Office Environmental Protection- Six Golden (or Green) Rules for Working with Contract Templates

I review contracts all the time.  Some of these are created by my company (e.g. a sales team member sends me a draft to review before they send it to a client) and some we receive from suppliers or customers.  And every so often, I come across an error of a particular type: Document Pollution.

And that would be?

Document Pollution can be anything from an employment contract for Yossi that has Moshe’s name and address in the Inventions Assignment Agreement,  to a set of supplier contract terms and conditions littered with nonsensical sentence fragments, to a sales contract sent to Company A which still includes Company B’s (absolutely draconian) payment terms. It’s any sort of error that derives from reusing contracts and misusing contract templates

Awkward.  🙁   And potentially costly.  But, happily, super avoidable!

Your Office Environmental Protection Act–in six golden–or green–rules. 

  1. Keep out the humans. We mess everything up!  You want to keep your template clean and pristine, as if it were some secluded and miraculously untouched mountain lake.  Your templates should remain blissfully unmarred by coarse human contact.  If you want to create a new contract, open the template, save a copy as a new document with a new name in a new, separate file and then amend that.  Make sure that these templates are made available to team members and that they know when the template has been updated. Saving your templates as “read only” is a great way to prevent inadvertent amendments to the original.
  1. No recycling. Don’t worry—it’s electronic—the trees are safe.  Always create new contracts off the template.  Don’t take the contract you did last week and just change the key details. That’s how you end up sending a contract to Nike with Adidas’ details in the T&C’s.  If there is a specific item or description in one contract that you want to reuse, copy and paste that specific section (while carefully reviewing it, of course). 
  1. Build firebreaks. As much as possible, separate practical commercial stuff from the legalese. This will allow you and your team members (yes, we are all liable to make a mess here) to fill in contracts while minimizing the chance that the T&C’s will be inadvertently garbled in the process.  For example:
    1. For customer contracts, use a standalone order form with the key commercial terms (what is being sold, to whom, when, at what price) and add a reference and/or link in the signature section to the terms and conditions.
    2. For consulting and supplier contracts, stick all of the key commercial terms (what service is being received, contract term, price, termination details, etc.) into an annex to the consulting/supplier services contract. You can then send the annex off to the relevant team member to fill in, and then send that and the separate contract document to the service provider.
  1. Lay down some paths. You cannot always break out the details from the legalese.  In this case, the details are going to be scattered throughout the document.  Before you let your team go trampling through your document, provide them with a map. In order to avoid inadvertently missing one and, say, sending out an employment contract with no salary details,  have the contract drafted with highlighted blank fields, like this [____________] for each item that needs to be completed.  All you need to do is go the through the contract, look for all those lovely, colored spots and fill in the relevant terms and delete inapplicable sections.  Remember to remove the brackets and the colored highlighting! 
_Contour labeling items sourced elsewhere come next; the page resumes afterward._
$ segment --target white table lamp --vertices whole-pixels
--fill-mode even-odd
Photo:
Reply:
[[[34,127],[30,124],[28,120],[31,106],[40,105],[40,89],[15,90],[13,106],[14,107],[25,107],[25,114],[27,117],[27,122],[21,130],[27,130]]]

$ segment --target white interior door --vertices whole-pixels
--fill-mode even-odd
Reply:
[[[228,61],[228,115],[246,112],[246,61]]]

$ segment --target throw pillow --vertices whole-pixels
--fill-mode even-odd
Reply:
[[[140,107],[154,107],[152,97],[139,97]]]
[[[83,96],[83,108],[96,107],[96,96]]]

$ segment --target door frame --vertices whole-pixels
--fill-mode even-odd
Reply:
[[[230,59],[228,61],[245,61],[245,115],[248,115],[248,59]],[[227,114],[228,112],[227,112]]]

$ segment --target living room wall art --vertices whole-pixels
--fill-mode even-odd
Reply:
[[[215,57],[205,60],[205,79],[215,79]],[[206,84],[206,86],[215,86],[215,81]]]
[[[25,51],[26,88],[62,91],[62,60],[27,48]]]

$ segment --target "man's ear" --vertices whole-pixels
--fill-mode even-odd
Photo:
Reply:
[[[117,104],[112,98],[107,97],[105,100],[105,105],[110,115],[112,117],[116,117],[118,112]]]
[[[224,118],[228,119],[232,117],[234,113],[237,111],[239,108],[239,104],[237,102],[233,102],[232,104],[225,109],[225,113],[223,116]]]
Generally, the data to be provided will be pretty self-explanatory from the context (it’s an NDA, not a novel) but if not, you can also do this:  [Address____________].  Do leave the blank space, as it’s a good visual clue.
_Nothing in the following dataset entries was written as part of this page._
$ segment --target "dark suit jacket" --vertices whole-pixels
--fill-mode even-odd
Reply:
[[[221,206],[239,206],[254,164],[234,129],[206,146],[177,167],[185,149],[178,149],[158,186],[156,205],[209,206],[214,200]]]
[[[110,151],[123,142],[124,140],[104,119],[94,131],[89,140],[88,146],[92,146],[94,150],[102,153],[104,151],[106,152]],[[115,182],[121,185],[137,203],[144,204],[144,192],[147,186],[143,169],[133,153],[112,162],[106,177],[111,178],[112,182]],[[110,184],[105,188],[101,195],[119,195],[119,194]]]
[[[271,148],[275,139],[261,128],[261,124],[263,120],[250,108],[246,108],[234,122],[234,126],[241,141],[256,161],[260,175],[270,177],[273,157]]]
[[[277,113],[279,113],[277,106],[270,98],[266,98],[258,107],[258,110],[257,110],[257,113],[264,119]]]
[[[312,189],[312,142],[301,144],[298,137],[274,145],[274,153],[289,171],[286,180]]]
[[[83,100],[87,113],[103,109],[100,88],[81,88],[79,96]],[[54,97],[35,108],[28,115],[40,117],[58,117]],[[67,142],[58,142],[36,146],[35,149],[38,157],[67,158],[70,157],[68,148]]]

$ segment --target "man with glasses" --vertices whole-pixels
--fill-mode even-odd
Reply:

  1. Lay down some law. Don’t underestimate the power of rules and regulations in environmental protection. Communicate to team members:
    1. what needs to be filled out in each type of contract and what can be left blank (a.k.a. “do not submit a sales contract without payment terms”);
    2. who is authorized to approve changes to contract legal terms for each type of contract and ensure that there is 100% compliance (may involve some verbal smack-downs);
  1. Regular litter collection runs. Despite your best efforts, your contract templates may become corrupted over time.  Perhaps you inadvertently made direct changes on it and then didn’t restore it.  There are a few ways to catch this.  You can read through the document or have your legal counsel do so.  You also can periodically run the “compare documents” function in Word to compare the current template against the original saved elsewhere.